There are three major treatments for diabetic retinopathy, which are very effective in reducing vision loss from this disease. In fact, even people with advanced retinopathy have a 90 percent chance of keeping their vision when they get treatment before the retina is severely damaged. These three treatments are laser surgery, injection of triamcinolone into the eye and vitrectomy. It is important to note that although these treatments are very successful, they do not cure diabetic retinopathy.

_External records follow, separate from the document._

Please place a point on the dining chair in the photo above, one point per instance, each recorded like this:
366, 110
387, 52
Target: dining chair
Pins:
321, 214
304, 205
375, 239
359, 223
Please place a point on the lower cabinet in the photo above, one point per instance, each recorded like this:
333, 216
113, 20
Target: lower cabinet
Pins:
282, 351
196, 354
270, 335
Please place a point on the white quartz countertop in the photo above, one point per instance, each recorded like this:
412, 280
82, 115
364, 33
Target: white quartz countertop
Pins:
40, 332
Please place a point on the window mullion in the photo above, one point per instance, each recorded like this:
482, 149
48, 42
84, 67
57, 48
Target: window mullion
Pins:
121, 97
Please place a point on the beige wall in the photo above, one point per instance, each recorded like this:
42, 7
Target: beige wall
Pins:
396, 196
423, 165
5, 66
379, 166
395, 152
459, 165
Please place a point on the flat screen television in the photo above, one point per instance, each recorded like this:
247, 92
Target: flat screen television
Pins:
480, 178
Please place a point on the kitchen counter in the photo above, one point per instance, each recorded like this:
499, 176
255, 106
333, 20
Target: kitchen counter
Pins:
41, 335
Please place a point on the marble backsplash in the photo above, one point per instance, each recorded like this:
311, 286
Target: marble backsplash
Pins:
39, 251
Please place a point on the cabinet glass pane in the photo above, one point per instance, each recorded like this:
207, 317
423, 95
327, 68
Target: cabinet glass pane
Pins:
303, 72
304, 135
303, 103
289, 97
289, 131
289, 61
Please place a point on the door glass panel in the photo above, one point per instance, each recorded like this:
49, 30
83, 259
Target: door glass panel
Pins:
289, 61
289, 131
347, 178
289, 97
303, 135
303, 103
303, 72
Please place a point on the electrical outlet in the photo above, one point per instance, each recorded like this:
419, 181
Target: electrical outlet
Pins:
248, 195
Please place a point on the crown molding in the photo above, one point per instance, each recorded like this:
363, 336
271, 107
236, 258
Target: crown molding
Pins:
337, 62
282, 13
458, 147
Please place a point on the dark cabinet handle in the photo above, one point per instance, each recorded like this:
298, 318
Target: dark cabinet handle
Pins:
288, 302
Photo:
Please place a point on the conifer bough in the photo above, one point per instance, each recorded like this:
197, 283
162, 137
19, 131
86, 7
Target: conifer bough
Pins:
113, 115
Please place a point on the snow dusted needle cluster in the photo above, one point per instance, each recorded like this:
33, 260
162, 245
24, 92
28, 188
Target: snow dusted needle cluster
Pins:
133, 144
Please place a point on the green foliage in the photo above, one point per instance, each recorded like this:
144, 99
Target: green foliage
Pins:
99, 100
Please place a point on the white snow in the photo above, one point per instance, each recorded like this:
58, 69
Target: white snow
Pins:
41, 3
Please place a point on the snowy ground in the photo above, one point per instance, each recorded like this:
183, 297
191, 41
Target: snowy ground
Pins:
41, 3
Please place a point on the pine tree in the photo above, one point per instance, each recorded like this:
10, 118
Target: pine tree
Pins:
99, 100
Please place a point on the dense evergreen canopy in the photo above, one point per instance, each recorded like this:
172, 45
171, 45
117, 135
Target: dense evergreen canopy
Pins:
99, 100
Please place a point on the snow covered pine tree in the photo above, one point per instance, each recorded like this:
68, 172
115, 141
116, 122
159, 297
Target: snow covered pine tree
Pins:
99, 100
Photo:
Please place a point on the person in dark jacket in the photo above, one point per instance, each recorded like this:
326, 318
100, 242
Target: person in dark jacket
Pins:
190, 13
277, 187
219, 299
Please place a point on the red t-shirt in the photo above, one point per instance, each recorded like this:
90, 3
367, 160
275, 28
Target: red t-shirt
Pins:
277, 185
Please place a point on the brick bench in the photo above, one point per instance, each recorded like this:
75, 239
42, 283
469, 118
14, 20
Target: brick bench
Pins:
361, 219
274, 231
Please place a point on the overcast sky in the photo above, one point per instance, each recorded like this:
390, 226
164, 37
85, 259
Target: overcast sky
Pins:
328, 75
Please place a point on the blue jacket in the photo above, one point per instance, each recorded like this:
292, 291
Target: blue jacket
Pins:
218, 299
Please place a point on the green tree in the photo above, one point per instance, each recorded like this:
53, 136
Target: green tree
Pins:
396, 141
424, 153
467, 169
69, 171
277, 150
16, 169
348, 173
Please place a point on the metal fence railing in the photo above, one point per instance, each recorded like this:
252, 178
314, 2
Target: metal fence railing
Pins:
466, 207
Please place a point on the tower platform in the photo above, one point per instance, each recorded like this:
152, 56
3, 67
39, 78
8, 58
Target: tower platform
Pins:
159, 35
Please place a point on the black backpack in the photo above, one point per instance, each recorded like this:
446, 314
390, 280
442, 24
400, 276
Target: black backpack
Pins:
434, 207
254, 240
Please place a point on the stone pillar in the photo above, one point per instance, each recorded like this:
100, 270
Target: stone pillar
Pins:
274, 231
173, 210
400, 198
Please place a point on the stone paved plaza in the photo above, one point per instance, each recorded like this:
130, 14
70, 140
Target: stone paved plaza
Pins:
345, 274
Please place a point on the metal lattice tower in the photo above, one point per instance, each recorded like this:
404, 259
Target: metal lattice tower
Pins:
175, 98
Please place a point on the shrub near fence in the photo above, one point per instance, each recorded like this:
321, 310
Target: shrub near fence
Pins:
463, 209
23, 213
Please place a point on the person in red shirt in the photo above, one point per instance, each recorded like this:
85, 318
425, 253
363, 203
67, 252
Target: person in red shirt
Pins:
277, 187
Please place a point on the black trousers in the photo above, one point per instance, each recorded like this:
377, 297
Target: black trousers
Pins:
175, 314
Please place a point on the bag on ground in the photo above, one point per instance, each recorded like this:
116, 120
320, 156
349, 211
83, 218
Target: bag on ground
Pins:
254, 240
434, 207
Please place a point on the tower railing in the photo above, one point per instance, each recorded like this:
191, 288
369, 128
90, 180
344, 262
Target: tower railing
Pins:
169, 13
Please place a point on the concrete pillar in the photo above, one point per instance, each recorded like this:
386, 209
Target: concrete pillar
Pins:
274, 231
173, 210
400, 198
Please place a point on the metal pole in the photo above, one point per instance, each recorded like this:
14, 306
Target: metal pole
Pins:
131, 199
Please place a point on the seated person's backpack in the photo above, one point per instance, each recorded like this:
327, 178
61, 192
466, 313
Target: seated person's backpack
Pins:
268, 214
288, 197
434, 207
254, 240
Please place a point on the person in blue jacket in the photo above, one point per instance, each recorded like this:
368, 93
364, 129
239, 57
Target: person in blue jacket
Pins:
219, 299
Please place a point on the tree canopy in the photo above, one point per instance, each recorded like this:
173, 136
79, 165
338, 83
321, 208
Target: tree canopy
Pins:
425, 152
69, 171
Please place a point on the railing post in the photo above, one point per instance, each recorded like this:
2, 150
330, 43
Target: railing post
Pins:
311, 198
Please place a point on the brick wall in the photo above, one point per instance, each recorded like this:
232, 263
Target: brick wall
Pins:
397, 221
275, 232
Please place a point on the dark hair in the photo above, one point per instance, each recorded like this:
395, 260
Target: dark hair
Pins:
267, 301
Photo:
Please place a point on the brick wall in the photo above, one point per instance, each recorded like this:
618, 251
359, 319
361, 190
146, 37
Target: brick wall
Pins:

Caution should be exercised in treatment with laser surgery since it causes a loss of retinal tissue. It is often more prudent to inject triamcinolone. In some patients it results in a marked increase of vision, especially if there is an edema of the macula. Avoiding tobacco use and correction of associated hypertension are important therapeutic measures in the management of diabetic retinopathy. The best way of addressing diabetic retinopathy is to monitor it vigilantly

Laser photocoagulation

Laser photocoagulation can be used in two scenarios for the treatment of diabetic retinopathy.

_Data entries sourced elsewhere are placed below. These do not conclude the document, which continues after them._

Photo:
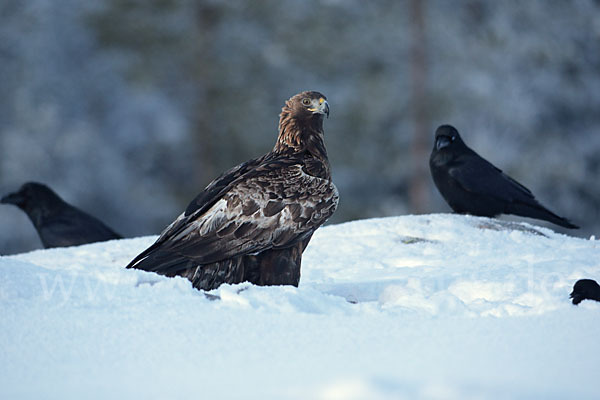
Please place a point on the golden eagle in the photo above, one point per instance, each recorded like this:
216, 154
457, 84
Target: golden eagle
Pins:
254, 221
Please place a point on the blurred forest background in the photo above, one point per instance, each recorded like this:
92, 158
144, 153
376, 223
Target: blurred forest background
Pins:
128, 108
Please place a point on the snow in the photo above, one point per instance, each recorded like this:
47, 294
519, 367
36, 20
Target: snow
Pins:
431, 307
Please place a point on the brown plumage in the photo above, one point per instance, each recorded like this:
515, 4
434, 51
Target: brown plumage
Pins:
254, 221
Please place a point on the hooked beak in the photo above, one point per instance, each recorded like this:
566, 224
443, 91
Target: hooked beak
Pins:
321, 108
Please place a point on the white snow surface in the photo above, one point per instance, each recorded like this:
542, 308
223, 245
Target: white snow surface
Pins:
413, 307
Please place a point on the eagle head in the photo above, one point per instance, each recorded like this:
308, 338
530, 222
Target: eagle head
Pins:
307, 104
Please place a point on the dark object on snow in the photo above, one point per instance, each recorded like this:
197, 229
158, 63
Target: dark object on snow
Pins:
585, 289
254, 221
58, 223
472, 185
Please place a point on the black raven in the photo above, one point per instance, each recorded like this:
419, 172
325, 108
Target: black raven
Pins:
585, 289
254, 221
58, 223
472, 185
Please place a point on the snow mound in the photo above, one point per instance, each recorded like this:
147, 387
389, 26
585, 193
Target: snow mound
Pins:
432, 306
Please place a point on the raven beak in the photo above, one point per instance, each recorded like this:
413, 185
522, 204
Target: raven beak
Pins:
12, 198
441, 142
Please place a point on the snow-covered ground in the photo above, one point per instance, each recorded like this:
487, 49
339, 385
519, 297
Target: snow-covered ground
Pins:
431, 307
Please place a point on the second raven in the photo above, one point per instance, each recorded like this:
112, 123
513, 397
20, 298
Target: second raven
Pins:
472, 185
58, 223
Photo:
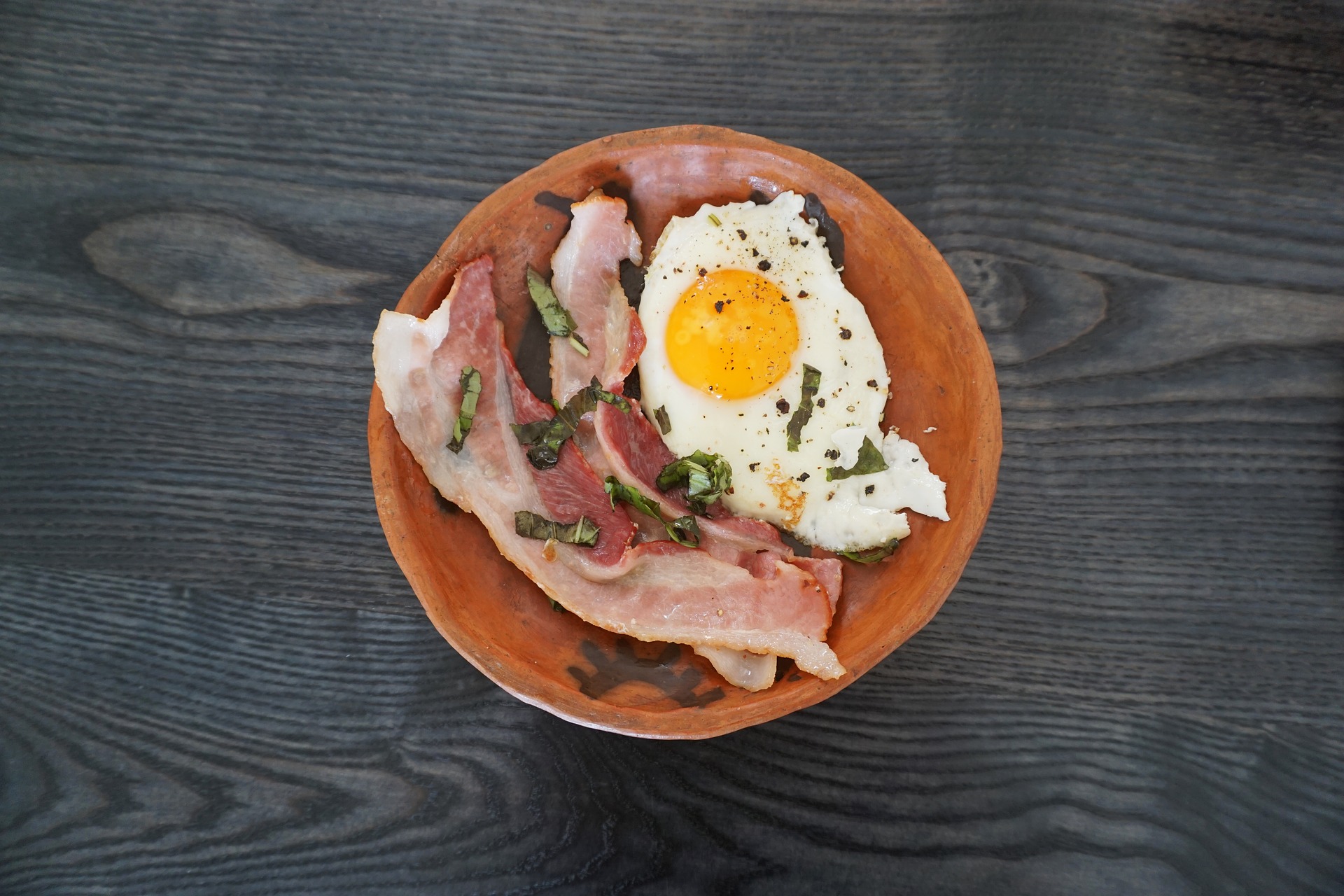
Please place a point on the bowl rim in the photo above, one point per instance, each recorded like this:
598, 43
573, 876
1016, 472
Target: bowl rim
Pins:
436, 276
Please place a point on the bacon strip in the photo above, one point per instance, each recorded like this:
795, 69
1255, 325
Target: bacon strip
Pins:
655, 592
587, 279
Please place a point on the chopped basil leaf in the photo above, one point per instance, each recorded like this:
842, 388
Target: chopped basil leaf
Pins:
594, 393
620, 492
470, 382
811, 383
705, 477
543, 438
558, 320
870, 461
683, 530
873, 555
533, 526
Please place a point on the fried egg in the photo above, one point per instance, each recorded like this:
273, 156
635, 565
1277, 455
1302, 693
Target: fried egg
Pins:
738, 302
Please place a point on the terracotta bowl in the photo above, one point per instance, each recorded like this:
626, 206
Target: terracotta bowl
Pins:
941, 377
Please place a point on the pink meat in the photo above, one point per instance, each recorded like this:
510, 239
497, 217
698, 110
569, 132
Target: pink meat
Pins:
656, 592
636, 454
588, 282
571, 489
587, 279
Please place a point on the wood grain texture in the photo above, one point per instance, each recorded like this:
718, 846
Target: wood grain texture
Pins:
214, 679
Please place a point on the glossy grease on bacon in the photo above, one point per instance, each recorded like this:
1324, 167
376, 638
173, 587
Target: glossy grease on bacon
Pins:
654, 590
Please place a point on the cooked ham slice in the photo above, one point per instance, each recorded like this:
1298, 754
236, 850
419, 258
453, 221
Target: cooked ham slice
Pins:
587, 279
655, 592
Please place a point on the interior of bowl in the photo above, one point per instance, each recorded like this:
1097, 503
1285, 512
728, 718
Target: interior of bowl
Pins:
942, 396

Panretinal photocoagulation

Panretinal photocoagulation, or PRP (also called scatter laser treatment), is used to treat proliferative diabetic retinopathy (PDR).The goal is to create 1,000 - 2,000 burns in the retina with the hope of reducing the retina's oxygen demand, and hence the possibility of ischemia. In treating advanced diabetic retinopathy, the burns are used to destroy the abnormal blood vessels that form in the retina.

This has been shown to reduce the risk of severe vision loss for eyes at risk by 50%. Before the laser, the ophthalmologist dilates the pupil and applies anesthetic drops to numb the eye. In some cases, the doctor also may numb the area behind the eye to prevent any discomfort. The patient sits facing the laser machine while the doctor holds a special lens to the eye.

The physician can use a single spot laser or a pattern scan laser for two dimensional patterns such as squares, rings and arcs. During the procedure, the patient may see flashes of light. These flashes may eventually create an uncomfortable stinging sensation for the patient. After the laser treatment, patients should be advised not to drive for a few hours while the pupils are still dilated. Vision may remain a little blurry for the rest of the day, though there should not be much pain in the eye.

The treatment shrinks the abnormal blood vessels. Patients may lose some of their peripheral vision after this surgery, but the procedure saves the rest of the patient's sight. Laser surgery may also slightly reduce colour and night vision. A person with proliferative retinopathy will always be at risk for new bleeding as well as glaucoma, a complication from the new blood vessels. This means that multiple treatments may be required to protect vision.